2.回帰親魚調査結果(後期分:12月11日以降の分)
片岸川、織笠川および津軽石川において、ふ化場の協力を得て回帰親魚調査(片岸川41尾、織笠川416尾、津軽石川453尾)を行いました。
(1)年齢組成
片岸川
オスは3歳魚15%、4歳魚70%、5歳魚11%(R5:3歳魚20%、4歳魚30%、5歳魚50%)、メスは3歳魚7%、4歳魚86%、5歳魚7%(R5:3歳魚0%、4歳魚33%、5歳魚67%)で、前年同期と比べるとオスメスともに5歳魚の割合が低くなり、4歳魚の割合が高くなりました(図2)。
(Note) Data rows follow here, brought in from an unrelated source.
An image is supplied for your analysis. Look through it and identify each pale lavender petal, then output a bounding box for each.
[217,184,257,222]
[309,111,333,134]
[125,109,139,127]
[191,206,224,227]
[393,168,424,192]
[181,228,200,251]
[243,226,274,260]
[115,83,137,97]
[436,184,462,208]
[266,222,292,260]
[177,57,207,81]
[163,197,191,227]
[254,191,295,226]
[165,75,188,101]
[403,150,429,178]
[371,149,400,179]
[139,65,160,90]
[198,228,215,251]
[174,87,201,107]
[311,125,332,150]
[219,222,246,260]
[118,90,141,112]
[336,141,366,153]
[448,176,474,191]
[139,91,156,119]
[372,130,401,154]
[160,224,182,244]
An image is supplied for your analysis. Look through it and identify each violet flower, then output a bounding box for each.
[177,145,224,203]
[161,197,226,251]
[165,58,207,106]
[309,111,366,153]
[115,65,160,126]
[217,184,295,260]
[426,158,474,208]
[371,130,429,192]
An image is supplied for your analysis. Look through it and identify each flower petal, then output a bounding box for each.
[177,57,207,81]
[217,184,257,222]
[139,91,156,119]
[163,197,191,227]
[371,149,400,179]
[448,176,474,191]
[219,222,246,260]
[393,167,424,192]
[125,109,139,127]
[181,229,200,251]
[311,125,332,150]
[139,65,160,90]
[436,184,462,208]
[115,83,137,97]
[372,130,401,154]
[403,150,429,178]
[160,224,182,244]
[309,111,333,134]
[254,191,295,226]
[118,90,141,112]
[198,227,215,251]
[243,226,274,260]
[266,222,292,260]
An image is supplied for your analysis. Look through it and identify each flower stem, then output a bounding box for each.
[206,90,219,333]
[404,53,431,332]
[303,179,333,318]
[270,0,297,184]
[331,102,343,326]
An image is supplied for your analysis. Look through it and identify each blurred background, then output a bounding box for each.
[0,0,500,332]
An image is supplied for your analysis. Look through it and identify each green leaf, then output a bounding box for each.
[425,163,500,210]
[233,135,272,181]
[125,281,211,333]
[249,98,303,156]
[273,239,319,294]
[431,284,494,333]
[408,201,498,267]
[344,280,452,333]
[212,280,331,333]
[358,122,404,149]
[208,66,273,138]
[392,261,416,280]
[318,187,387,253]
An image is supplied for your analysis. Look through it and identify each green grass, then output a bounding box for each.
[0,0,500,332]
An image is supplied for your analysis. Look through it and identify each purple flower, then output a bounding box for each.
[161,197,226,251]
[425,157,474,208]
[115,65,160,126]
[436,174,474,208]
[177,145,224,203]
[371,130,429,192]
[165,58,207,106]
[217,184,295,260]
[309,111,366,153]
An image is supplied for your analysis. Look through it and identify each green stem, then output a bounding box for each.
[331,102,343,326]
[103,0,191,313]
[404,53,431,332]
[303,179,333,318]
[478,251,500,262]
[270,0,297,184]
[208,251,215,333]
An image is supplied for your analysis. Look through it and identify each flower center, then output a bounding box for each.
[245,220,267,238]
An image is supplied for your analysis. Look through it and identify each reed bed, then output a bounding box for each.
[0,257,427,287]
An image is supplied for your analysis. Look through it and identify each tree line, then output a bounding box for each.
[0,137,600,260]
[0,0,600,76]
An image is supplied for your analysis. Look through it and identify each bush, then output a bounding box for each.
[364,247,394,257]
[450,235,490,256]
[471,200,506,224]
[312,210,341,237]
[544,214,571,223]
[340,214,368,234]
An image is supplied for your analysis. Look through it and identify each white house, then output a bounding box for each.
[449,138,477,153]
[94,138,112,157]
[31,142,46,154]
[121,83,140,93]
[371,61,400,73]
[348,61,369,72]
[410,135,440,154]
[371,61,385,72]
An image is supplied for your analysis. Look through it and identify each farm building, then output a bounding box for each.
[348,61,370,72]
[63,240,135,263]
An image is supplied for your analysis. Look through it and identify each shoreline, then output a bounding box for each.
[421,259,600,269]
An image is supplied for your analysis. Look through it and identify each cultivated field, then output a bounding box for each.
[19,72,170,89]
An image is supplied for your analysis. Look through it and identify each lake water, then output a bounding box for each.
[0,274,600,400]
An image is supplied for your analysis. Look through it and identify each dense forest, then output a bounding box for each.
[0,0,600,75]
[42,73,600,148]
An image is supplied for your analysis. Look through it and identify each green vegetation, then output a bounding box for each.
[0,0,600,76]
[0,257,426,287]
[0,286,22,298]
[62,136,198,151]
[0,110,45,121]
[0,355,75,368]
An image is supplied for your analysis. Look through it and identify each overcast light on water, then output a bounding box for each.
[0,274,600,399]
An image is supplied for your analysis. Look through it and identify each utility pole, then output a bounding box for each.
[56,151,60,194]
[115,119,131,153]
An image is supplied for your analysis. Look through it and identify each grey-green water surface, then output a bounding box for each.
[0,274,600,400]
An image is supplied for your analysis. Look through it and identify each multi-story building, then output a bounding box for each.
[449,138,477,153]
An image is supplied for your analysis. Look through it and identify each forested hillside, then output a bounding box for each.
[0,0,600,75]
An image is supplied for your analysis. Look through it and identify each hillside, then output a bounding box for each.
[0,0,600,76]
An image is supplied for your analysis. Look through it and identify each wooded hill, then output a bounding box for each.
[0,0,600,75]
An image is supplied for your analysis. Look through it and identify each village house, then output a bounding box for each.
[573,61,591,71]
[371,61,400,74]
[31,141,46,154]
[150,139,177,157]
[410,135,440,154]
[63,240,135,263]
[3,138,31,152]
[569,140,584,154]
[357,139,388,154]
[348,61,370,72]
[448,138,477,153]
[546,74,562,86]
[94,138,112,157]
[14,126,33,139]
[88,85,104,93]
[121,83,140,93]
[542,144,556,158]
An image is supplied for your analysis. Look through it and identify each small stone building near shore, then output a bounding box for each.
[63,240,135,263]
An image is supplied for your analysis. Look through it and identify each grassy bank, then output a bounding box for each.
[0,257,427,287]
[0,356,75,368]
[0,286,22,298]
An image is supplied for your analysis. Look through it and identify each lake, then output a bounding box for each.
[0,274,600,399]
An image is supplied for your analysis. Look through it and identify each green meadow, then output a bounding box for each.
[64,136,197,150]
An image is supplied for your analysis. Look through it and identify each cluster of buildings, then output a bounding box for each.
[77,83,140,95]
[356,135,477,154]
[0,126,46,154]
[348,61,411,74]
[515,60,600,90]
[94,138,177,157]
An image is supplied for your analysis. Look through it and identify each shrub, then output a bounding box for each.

年齢査定の結果に河川回帰尾数(R6:54尾、R5:39尾)を乗じて算出した年齢別回帰尾数を見ると、3歳魚は前年の1.5倍、4歳魚は前年の3.2倍、5歳魚は前年の23%の回帰となっています(図3)。
織笠川
オスは3歳魚6%、4歳魚88%、5歳魚5%(R5:3歳魚51%、4歳魚38%、5歳魚10%)、メスは3歳魚0%、4歳魚88%、5歳魚11%(R5:3歳魚37%、4歳魚47%、5歳魚16%)で、前年同期と比べると、オスメスともに4歳魚の割合が著しく高くなり、3歳魚及び5歳魚の割合が低くなりました(図4)。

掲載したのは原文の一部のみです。